MuuM Architects took inspiration from traditional Anatolian architecture to design a new HQ for the Turkish Association of Notaries
Ask anyone in the private sector about the civil service and they will probably mutter about bloated bureaucracy and overlong red tape. No surprise that reining in government spending has featured heavily in political manifestos this month. Not so in Turkey, it would seem, as Istanbul-based architects MuuM have just helped the expanding Turkish Association of Notaries settle into new headquarters in the Sogutozu district on the outskirts of Ankara.
Prior to this the organisation was based in the city centre, but an expanding workforce had left their small 1970s office building creaking at the seams. So in 2003 the government held a national competition inviting practices to design them a shiny new workspace. Needless to say, MuuM scooped first place, but it wasn’t until 2006 that they got the go-ahead to, well, go ahead with the project.
The district itself posed its own set of architectural questions. The site was at the centre of a developing business district, which is still at an embryonic stage.
Architectural frames of reference being virtually non-existent, the practice decided to mine Anatolia’s deep cultural history for inspiration.
What they came up with was a modern interpretation of a traditional Persian caravanserai, a kind of roadside retreat for weary travellers, tinkers and traders. With Ankara slap bang in the middle of Anatolia, an allusion to Ottoman design seemed the logical step. Having settled on an aesthetic, the second challenge was to create a structure that was an open and inviting place, yet shielded the occupants from the din of a large neighbouring car mechanics and two main roads connecting the district with Ankara’s busy centre.
“We liked the natural materials because they stand for warmth and transparency”
“There were no favourable surroundings to be accounted for contextually,” explains Umut Iyigün, the project architect.
What the site did have, in among its new builds and scorched grass, was a surprising amount of greenery. Therefore, MuuM decided to open up the southern elevation facing this vegetation. “The basic idea was to engineer around a courtyard with an opening on the fourth side, with the working spaces located on three sides of the building.”
On the west elevation, three floors of office space extend out above a curved recessed wall at the main entrance, which doubles as an exhibition space. The practice chose neutral white for the building’s concrete mass, contrasting with the timber and glazed facades.
“They (the notaries) have to be equal to all the people. We liked the natural materials because they stand for warmth and transparency,” explains Iyigün.

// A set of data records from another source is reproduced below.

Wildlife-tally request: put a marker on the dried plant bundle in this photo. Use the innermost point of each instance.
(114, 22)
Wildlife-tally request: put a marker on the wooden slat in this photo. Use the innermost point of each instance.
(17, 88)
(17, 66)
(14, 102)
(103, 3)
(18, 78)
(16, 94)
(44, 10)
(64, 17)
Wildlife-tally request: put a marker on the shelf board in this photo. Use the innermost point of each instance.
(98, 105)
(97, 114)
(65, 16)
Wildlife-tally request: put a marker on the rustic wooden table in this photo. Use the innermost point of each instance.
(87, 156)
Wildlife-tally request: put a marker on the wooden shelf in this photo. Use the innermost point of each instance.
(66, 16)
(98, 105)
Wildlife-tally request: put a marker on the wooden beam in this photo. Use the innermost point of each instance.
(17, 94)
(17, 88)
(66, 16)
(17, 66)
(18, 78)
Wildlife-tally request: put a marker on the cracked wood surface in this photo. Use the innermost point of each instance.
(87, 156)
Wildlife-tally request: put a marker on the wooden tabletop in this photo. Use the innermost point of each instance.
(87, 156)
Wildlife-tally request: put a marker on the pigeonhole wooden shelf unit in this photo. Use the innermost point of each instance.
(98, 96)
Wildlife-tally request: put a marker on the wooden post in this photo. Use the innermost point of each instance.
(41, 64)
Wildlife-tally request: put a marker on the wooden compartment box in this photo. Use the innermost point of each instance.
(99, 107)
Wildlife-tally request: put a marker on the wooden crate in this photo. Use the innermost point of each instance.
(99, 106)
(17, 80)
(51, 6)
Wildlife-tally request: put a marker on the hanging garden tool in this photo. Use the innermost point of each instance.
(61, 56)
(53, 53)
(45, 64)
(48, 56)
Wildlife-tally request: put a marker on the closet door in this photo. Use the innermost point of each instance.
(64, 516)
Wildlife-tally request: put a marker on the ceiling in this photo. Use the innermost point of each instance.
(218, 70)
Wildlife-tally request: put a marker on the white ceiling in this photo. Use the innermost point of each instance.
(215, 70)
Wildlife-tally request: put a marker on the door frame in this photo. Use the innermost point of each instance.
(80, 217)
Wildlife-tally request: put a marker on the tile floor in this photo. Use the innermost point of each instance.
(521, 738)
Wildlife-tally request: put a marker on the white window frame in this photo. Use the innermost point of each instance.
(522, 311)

Improving communication was a substantial factor of the brief, so naturally the central courtyard had to be as inclusive as possible. Workers can wander out from the glazed ground floor restaurant and tuck in at the plethora of tables dotted about the landscaped garden. “A gathering place for everyone,” is how the practice describes it. A large screen at the south opening allows the space to be used as an open-air cinema.
Inside, a full-height atrium bridges the gap between the working and social spaces, which are linked by a formidable timber and steel staircase.

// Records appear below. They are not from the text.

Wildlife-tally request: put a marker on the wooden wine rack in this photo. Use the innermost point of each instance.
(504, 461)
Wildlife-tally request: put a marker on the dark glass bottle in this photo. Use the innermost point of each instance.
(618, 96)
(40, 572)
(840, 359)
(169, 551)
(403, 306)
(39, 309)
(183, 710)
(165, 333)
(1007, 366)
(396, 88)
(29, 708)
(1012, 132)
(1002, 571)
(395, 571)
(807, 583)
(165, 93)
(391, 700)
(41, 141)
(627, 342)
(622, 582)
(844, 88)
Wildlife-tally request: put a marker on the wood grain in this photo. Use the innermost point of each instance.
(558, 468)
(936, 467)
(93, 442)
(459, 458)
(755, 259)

A winter garden links the courtyard with the interior. The transparency the practice strived for is somewhat compromised by the extensive steelwork lattice that supports the structure. At first glance, this feature seems unnecessary, that is, until one takes into account this is earthquake territory. Terra-not-so-firma, if you will.
“This is really too ugly for us,” explains Iyigün. “We are not so happy with the steel columns and bearings, but we have a lot of regulations to follow.”
“There were no favourable surroundings to be accounted for contextually”
This safety-first approach is apparent throughout the structure. The offices hovering over the main entrance are supported by steel columns, as is the third-floor cuboid meeting pod that juts out over the courtyard.
“It is the directors’ meeting room so we wanted it to be different,” says Iyigün.
The practice also wanted it to cantilever, but these hopes were again dashed by the volatility of the Earth’s crust. Hidden below the courtyard is a large conference hall, decked out in acoustic panelled timber, which can seat the entire 500 strong workforce.
The offices themselves are predominantly open-planned affairs with views over both the courtyard and the surrounding area. According to Iyigün, the association is planning yet further expansion so the workplaces needed to be as flexible as possible. The spaces benefit from natural light and external louvers prevent the notaries from overcooking. Any excess heat is dissipated through the atrium roof, ensuring a constant flow of fresh air.
Sustainability does not feature too prominently in Turkey’s architectural compendium, but MuuM tried to push the agenda by using local materials where it could.
For example, the large information desk was constructed from local stone and the steps were made from chestnut wood from the Black Sea region.
“It (the wood) was aged in rivers to make it more stable. In fact, it is the same material they use to make rowing boats,” says Iyigün.
Elsewhere, rainwater was recycled to water the winter garden and assorted greenery. Being a government scheme, budget was never likely to be a problem, but a large budget coupled with an awkward client does not make for a happy working relationship. Thankfully for MuuM, the client knew and respected their role in proceedings.
“We were lucky,” says Iyigün. “What makes a good project is a good client. They gave us permission to do what we want and that is not a common thing.”